Mammalian cell culture, expression vector construction, cDNA microarray, DNA transfections, Western blotting, Apoptosis assays, Immunofluorescence, Micronucleus assay, DNA and RNA isolations, Flow cytometry, real-time PCR, ChIP, reporter assays, Co-IP.

Selected Publications:

Barnes JA, Collins BW, Dix DJ, Allen JW (2002) Effect of Heat Shock Protein 70 (HSP70) expression on arsenite induced genotoxicity. Environ Mol Mutagen 40(4):236-242.

Barnes JA, Dix DJ, Collins BW, Luft C, Allen JW (2001). Expression of inducible HSP70 enhances the proliferation of MCF-7 breast cancer cells and protects against the cytotoxic effects of hyperthermia. Cell Stress & Chaperones;6:316-325.

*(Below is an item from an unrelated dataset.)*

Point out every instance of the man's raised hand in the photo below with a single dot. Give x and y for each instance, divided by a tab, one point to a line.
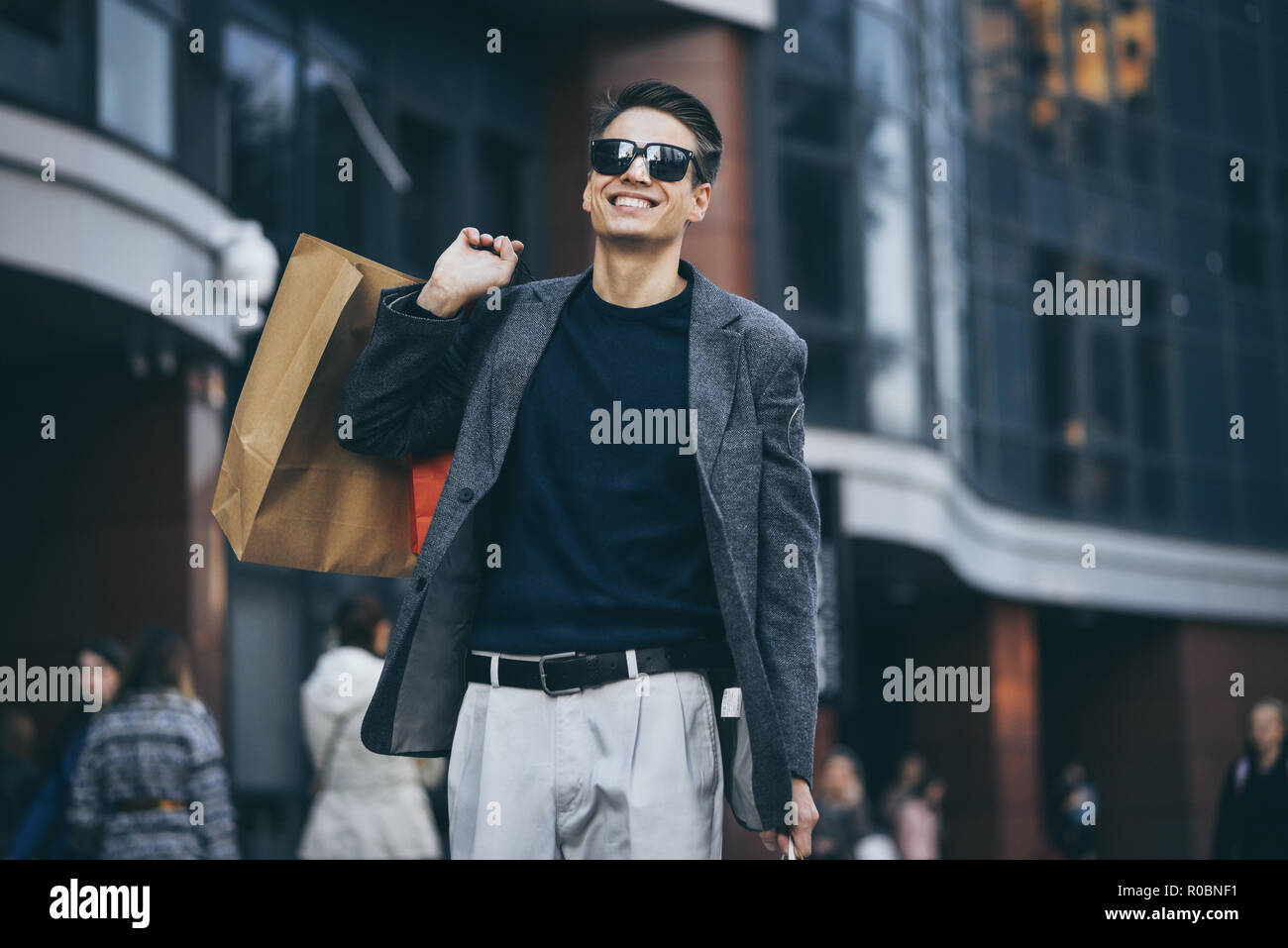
463	274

Barnes, J.A. and Smoak, I.W. (2000) Glucose-regulated protein 78 (GRP78) is elevated in embryonic mouse heart and induced following hypoglycemic stress. Anatomy and Embryology. 202 67-74.

Barnes, J.A., Smoak, I.W. and Branch, S. (1999) Expression of glucose-regulated proteins (GRP78 and GRP94) in hearts and fore-limb buds of mouse embryos exposed to hypoglycemia in vitro. Cell Stress and Chaperones. 4(4) 250-258.

Barnes, J.A. and Smoak, I.W. (1997) Immunolocalization and heart levels of GRP94 in the mouse during post-implantation development. Anatomy and Embryology.196(4) 335-341.